We believe that due mainly to the fact that advertising and platform service fees have dropped a lot, the proportion of 2024H1's revenue was 4.2pct year over year. The company's gross sales margin in Q2 was +7.1pct. Compared with Q1, there was also an increase of 0.7 pct, reflecting an increase in the profitability of the company's main business. The year-on-year increase in the company's gross sales margin in Q2 was higher than the increase in net interest rate due to: 1) the Q2 management/R&D expense ratio +0.8pct/+1.2pct; 2) the company's Q2 asset impairment losses and credit impairment losses together accounted for -1.8% of revenue (0.7% in the same period last year).

Issuing an equity incentive plan to motivate employees: 1) The company announced the 2024 stock options and restricted stock incentive plan. The total number of incentive recipients was 1,033. The company plans to grant 17.095 million share options, accounting for 3.0% of the total share capital, and 7.908 million restricted shares, accounting for 1.4% of the total share capital.
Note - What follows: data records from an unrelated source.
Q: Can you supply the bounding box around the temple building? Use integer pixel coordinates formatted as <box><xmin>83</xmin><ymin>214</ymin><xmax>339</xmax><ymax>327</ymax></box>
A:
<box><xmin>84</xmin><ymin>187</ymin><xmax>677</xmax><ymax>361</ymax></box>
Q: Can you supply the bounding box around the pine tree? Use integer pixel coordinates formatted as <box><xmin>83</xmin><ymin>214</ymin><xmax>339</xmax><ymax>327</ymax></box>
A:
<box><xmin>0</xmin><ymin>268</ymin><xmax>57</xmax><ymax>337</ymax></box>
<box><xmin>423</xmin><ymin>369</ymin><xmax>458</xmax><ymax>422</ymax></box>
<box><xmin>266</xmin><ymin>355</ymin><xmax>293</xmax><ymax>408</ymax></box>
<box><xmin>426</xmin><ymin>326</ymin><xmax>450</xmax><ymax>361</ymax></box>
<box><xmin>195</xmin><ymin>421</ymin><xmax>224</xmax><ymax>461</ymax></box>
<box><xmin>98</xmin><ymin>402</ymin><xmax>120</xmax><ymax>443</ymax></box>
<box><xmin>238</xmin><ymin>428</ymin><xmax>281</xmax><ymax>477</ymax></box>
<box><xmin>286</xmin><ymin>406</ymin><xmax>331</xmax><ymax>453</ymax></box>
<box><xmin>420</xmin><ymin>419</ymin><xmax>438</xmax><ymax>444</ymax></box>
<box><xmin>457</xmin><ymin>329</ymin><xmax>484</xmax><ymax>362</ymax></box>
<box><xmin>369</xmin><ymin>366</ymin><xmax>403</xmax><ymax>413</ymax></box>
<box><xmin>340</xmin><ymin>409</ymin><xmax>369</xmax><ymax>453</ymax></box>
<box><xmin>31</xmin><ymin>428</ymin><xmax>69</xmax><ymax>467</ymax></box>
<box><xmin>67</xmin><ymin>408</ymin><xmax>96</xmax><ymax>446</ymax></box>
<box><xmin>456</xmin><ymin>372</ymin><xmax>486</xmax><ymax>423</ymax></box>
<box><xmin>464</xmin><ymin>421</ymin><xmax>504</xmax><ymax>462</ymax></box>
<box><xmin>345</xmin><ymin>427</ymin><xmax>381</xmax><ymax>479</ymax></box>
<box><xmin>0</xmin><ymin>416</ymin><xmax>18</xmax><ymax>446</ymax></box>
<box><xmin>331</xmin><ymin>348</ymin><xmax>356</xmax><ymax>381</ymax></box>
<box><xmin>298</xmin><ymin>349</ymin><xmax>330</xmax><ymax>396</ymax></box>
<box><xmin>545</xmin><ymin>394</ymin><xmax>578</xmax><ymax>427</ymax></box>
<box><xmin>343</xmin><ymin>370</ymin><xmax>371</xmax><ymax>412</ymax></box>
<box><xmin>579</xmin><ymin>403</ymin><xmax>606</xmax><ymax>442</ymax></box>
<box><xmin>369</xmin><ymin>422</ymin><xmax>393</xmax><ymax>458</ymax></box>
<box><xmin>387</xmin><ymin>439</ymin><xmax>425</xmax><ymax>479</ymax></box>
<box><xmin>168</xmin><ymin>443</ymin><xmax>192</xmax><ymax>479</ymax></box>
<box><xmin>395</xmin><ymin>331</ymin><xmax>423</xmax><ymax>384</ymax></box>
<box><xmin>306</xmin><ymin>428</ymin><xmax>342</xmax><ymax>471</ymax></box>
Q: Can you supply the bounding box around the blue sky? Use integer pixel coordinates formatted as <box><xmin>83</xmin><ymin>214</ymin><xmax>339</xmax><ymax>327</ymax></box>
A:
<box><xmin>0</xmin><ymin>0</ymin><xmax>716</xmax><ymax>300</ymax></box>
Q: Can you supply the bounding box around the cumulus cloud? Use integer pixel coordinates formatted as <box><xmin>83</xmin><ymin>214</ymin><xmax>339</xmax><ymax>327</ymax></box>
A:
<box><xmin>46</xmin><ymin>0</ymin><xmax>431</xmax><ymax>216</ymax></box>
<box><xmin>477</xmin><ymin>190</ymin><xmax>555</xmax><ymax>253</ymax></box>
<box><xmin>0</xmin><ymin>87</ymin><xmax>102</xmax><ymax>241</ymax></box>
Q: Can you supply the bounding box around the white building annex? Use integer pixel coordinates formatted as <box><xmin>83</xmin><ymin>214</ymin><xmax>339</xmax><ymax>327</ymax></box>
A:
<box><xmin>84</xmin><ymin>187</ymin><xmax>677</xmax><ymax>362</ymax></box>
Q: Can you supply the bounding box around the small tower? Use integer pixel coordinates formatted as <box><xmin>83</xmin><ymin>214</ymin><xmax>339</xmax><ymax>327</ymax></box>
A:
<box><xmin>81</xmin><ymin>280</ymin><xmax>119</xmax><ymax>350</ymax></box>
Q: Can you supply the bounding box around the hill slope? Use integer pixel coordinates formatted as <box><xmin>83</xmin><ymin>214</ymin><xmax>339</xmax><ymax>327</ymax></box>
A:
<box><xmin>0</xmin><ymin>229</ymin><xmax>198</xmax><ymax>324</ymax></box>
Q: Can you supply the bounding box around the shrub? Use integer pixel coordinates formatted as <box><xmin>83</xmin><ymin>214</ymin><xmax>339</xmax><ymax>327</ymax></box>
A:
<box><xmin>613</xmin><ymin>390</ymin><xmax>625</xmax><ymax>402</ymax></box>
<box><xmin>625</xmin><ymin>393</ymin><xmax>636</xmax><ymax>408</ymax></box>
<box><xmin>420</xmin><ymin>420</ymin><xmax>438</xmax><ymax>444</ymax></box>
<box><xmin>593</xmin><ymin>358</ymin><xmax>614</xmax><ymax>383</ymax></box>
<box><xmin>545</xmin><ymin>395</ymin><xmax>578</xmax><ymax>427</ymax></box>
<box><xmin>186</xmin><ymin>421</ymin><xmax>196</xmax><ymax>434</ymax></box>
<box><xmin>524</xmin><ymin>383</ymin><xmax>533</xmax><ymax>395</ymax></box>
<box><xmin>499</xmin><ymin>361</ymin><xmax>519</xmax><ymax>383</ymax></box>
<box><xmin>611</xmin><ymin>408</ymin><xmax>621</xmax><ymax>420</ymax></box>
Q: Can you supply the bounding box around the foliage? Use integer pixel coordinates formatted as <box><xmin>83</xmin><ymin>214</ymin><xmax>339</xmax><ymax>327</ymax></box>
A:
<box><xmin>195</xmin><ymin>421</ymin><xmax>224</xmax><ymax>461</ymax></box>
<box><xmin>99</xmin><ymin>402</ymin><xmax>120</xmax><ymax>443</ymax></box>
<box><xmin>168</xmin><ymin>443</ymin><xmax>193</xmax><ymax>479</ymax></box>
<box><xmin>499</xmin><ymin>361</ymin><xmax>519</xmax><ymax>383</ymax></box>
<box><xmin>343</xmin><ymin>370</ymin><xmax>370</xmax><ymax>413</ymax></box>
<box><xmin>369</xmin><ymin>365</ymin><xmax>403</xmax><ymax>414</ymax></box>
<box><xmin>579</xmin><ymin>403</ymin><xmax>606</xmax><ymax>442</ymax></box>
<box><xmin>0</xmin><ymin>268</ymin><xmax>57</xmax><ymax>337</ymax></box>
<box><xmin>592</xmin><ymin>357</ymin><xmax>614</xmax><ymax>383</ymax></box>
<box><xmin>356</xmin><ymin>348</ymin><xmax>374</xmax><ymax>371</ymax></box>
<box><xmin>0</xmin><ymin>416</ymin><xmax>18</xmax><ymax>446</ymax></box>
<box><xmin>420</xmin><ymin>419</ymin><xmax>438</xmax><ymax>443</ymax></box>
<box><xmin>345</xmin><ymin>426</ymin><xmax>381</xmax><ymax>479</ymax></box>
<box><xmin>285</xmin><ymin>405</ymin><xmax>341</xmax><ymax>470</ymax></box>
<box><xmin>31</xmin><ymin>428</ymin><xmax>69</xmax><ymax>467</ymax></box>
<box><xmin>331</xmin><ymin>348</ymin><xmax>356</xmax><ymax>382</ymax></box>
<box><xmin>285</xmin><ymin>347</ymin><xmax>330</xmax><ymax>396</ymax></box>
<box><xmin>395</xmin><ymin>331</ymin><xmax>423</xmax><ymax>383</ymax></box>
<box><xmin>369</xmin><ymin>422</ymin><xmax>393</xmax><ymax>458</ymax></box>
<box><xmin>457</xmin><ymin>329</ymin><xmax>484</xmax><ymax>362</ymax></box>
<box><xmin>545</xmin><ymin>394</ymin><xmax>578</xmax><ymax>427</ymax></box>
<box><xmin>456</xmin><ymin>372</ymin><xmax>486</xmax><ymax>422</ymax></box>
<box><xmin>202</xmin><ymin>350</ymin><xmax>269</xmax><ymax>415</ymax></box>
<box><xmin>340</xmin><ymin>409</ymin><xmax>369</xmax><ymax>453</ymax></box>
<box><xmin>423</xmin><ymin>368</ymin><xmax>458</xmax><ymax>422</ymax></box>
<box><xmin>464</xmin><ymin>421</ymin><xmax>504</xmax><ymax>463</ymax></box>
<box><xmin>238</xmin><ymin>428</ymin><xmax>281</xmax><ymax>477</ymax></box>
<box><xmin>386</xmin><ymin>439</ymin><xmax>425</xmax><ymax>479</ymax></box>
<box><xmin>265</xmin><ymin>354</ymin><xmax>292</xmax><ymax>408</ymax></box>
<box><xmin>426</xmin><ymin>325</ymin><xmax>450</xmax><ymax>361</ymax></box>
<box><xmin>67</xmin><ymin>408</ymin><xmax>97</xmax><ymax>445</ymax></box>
The performance assessment target is: based on the 2023 revenue of listed companies, the 2024/2025/2026/2027 revenue growth rate is not less than 2%/5%/8%/10%. 2) The company announced the 2024 employee stock ownership plan. The total number of participants was no more than 11, and the shareholding plan size was no more than 3.212 million shares, accounting for 0.6% of the total share capital. The performance assessment target is: based on the 2023 revenue of listed companies, the 2024/2025/2026/2027 revenue growth rate is not less than 2%/5%/8%/10% (trigger value, target value is 4%/7%/10%/12%, the trigger value does not reach 80% of the target value, and reaches 100% of the target value).

Investment advice: As a leader in the sweeping robot industry, Covos has technical, channel and supply chain advantages, continuously optimizes the product and cost structure, and the business scale is expected to remain stable.

The company's operations in 2023 were heavily influenced by the industry environment and competitive factors. There is plenty of room to increase the popularity rate of the sweeper category. The sweeper industry is expected to recover in 2024, the company adjusts its business strategy, and profitability is expected to gradually recover. The company's EPS is expected to be 2.47/2.70/3.02 yuan from 2024 to 2026, with a 6-month target price of 49.40 yuan, corresponding to the 2024 PE valuation of 20x, maintaining the buy-A investment rating.

Risk warning: The RMB appreciated sharply, and the cost rate improvement fell short of expectations due to increased competition.

The translation is provided by third-party software.